Panikkar did not like talking about two subjects. As a young man in Spain, serious about religious ideas and the spiritual life, he became a friend of the charismatic Josemaría Escrivá de Balaguer, who urged him to become a priest. Panikkar was ordained in 1946 and was associated with Opus Dei for some twenty years. This association ended with the coming of the Second Vatican Council. When asked about this time in his life, Panikkar had little to say beyond the claim that he did not regret it. The other topic Panikkar did not like talking about was his marriage. As I understand the matter, Panikkar entered into a civil ceremony when he was seventy. The identity of his wife is not known to me. If the couple lived together at all, the time was brief. Panikkar never stopped functioning as a priest. In fact, he claimed that the marriage was his way of protesting mandatory celibacy. (Panikkar’s sister is said to have noted that there were better ways to protest celibacy.) Eventually his relationship with the church was regularized by the bishop of the Diocese of Varanasi. Panikkar’s marriage sheds very little light on his intellectual achievements. His association with Opus Dei, on the other hand, allows us to appreciate what a long intellectual journey this thinker made in his ninety-one years of life.

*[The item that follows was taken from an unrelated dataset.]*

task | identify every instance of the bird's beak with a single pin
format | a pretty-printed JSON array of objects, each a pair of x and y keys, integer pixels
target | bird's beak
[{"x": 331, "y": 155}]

Panikkar’s last book, The Rhythm of Being, comes with an affecting backstory. The book has been called Panikkar’s most mature work. I look on it as a summation of his thought. The backstory is that the book was largely finished some twenty years ago. The book is based on his Gifford lectures given in 1989–90. After expanding on the lectures considerably, he delayed in publishing the manuscript. Why the delay? Perhaps a hint is to be found in the book’s brief epilogue. Panikkar reports that he was unable to write the last chapter, which was to have the title “The Survival of Being.” As his death approached, he decided to publish the manuscript without the final chapter. In the epilogue, he confesses that in the excitement of the lectures he imagined that he could tackle a subject that, in the end, proved to be beyond the powers of his intellect. “I have touched the limits of my understanding and must stop here,” he writes. Then, in a way that reveals much about himself, he adds, “How can human thinking grasp the destiny of life itself, when we are not its owners?”